Opinião

A favela não aceita ser figurante da inteligência artificial

Para que a IA seja inclusiva, é preciso que favelas deixem de ser objeto e passem a influenciar algoritmos

Joildo Santos

CEO do Grupo Cria Brasil 16 de outubro de 2025 - 14h00

O futuro das marcas é periférico. Isso já não é novidade para quem observa o mercado nos últimos anos. Mas quando a IA molda campanhas de marketing, surge a pergunta inevitável: essas ferramentas dialogam com as periferias ou reforçam exclusão e padronização?

Os números impressionam: 67% dos profissionais de marketing dizem que a IA melhora a qualidade da mídia, e 85% relatam avanços no conteúdo produzido. Mas por trás dessa promessa existe um detalhe incômodo: os algoritmos não foram treinados para incluir a favela como protagonista, mas como massa de consumo.

A favela não cabe nesse molde. Tem códigos próprios, formas singulares de consumir, de se relacionar com marcas e criar tendências que depois são apropriadas pelo mainstream. Quando uma campanha nasce 100% da máquina, sem curadoria humana, essa complexidade se perde. Sobra conteúdo pasteurizado: funciona no asfalto, mas chega estranho na quebrada.

É o paradoxo: a IA que promete personalização entrega padronização. E pode intensificar desigualdades ao precarizar trabalhadores periféricos, com jornadas exaustivas e baixa remuneração.

Não se trata de demonizar a tecnologia.
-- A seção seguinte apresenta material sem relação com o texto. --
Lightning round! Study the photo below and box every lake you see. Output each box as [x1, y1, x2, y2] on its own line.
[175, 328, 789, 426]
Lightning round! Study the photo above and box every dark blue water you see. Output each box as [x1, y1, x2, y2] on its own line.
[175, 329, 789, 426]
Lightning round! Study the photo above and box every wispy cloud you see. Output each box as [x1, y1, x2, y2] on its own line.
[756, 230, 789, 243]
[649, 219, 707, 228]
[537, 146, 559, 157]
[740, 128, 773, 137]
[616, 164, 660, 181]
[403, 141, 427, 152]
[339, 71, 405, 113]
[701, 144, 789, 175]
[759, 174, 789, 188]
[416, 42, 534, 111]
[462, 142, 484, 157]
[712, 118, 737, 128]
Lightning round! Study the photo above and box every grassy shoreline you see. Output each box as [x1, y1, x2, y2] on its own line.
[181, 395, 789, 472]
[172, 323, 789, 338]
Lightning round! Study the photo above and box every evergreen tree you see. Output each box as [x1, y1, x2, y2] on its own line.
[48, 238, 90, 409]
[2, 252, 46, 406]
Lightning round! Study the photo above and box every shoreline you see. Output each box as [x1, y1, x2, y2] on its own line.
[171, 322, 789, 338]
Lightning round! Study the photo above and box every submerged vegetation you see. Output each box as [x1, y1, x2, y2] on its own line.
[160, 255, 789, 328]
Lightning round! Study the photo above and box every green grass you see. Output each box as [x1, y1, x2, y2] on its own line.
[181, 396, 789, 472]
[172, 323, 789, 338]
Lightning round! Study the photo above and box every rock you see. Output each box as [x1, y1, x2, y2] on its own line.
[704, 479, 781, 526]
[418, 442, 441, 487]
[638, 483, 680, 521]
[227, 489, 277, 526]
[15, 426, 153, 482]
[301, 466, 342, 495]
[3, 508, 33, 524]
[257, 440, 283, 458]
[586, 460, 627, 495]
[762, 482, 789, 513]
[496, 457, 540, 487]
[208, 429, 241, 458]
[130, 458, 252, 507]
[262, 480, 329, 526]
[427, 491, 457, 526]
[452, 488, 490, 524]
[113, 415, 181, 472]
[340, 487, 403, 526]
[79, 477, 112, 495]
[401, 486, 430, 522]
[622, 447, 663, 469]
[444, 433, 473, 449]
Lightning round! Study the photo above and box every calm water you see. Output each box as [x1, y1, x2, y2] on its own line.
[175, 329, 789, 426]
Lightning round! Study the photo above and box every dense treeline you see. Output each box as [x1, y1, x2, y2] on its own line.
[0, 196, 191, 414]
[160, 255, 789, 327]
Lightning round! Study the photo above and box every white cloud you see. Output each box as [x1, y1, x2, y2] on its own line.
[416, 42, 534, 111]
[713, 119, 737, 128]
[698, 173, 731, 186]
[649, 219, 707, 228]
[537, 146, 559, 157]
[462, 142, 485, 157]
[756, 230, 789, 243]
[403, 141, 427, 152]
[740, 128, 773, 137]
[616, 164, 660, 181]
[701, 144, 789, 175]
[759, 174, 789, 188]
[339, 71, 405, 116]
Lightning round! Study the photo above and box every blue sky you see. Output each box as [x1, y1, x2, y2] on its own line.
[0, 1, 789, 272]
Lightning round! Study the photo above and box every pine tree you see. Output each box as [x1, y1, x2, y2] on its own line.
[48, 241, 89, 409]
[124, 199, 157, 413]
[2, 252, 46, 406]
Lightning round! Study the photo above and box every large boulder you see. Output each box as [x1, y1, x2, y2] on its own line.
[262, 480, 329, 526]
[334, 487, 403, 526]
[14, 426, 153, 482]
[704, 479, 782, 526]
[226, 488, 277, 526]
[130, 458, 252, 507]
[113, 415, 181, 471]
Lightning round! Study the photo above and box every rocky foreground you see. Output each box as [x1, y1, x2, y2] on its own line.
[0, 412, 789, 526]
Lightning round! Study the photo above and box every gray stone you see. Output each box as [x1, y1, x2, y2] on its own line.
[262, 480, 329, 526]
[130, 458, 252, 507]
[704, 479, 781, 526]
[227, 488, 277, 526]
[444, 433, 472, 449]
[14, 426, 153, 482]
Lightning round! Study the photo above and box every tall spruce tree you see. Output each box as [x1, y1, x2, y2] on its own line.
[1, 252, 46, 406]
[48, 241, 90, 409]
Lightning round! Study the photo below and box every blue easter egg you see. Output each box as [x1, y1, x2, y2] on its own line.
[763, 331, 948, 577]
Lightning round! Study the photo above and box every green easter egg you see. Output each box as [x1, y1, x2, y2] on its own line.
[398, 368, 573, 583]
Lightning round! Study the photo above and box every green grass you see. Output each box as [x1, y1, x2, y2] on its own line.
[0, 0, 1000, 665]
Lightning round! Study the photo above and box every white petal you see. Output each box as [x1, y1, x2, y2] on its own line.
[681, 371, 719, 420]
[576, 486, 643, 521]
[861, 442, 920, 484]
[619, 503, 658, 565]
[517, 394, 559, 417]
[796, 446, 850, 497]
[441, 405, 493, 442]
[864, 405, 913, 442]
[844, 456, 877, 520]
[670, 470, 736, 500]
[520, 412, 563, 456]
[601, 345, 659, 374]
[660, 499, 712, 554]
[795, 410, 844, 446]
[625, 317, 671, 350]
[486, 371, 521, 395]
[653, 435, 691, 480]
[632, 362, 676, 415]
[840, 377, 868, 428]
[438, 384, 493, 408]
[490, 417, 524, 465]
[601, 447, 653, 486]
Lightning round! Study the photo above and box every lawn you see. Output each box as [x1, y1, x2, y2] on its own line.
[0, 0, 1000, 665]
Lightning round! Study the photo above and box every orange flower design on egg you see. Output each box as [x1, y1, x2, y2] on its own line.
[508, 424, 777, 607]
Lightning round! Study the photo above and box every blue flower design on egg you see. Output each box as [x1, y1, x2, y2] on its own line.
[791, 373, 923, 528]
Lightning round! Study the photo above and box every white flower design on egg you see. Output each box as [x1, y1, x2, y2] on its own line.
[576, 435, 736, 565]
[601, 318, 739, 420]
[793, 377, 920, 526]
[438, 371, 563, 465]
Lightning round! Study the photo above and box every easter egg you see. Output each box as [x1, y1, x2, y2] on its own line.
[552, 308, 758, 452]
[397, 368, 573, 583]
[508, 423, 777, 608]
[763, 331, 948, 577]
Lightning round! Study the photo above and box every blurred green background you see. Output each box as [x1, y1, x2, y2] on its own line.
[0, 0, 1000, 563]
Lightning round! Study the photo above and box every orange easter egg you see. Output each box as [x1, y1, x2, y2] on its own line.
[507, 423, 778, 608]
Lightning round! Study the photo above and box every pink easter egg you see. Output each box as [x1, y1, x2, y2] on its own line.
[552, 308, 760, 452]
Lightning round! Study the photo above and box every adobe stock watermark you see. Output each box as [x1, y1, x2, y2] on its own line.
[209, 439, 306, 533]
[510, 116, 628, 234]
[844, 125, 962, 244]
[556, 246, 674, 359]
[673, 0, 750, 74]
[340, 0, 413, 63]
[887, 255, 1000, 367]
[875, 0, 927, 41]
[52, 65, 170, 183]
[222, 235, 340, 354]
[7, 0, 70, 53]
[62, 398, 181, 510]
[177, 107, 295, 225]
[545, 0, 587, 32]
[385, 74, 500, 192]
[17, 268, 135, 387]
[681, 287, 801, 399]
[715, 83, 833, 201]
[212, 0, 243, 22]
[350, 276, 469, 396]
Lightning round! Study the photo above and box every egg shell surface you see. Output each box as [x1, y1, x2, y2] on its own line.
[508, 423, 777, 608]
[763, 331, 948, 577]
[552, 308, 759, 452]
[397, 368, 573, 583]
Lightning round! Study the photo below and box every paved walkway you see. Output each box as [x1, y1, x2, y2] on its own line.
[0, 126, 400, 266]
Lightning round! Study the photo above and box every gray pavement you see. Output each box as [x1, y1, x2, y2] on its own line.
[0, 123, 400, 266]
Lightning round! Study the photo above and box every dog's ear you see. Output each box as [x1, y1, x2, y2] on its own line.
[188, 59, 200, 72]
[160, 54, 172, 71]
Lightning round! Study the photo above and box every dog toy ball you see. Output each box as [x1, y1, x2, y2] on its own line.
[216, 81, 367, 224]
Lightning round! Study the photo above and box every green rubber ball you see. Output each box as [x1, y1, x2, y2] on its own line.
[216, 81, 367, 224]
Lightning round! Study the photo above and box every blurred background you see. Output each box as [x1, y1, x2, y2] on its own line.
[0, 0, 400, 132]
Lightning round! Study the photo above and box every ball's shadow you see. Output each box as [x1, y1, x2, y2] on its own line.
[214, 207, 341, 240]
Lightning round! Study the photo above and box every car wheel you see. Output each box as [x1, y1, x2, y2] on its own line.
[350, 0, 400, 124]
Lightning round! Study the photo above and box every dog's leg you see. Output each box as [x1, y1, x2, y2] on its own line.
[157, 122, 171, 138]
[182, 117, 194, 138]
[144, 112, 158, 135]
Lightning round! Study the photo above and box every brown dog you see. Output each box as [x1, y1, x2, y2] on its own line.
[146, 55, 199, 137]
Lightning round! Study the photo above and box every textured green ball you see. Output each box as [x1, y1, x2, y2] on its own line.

A IA pode ser aliada poderosa, mas só será transformadora se construída com quem conhece o território. Isso exige curadoria humana, equipes diversas e presença periférica nas decisões. Não basta sensibilidade cultural sem ter cultura de favela representada na sala.

A saída é o modelo híbrido: a tecnologia propõe, pessoas criativas e culturalmente conectadas ajustam a mensagem final. E essa equipe precisa incluir vozes da periferia. Sem isso, o risco é falar para milhões sem ser ouvido por ninguém.

São 16 milhões de brasileiros em favelas movimentando mais de R$ 300 bilhões por ano. Isso não é nicho. É potência econômica, social e cultural. Quem não enxergar isso perderá relevância rapidamente.

A pergunta central não é se algoritmos são bons ou ruins para periferias. É: quem ensina os algoritmos sobre as periferias? Se os dados vêm só do asfalto, o resultado será limitado. É como tentar entender o Brasil olhando apenas bairros nobres.

Por isso iniciativas locais são cruciais. Redes comunitárias, laboratórios de inovação e projetos de formação capacitam jovens da quebrada a não apenas consumir IA, mas criá-la. Quando a periferia domina a tecnologia, deixa de ser objeto e se torna sujeito da própria narrativa.

Para marcas, a lição é clara: conectar-se legitimamente com favelas é questão de sobrevivência. Significa investir em dados diversos, contratar profissionais periféricos e validar campanhas com quem vive a realidade do território.

A favela não aceita mais ser figurante. Quer participar da criação, decisão e distribuição de valor, inclusive na construção dos algoritmos que moldarão o marketing do futuro.

O algoritmo pode ser bom para as periferias, mas só se feito com elas, não apenas para elas. Essa diferença define quem segue relevante e quem será engolido pela incapacidade de escutar a quebrada.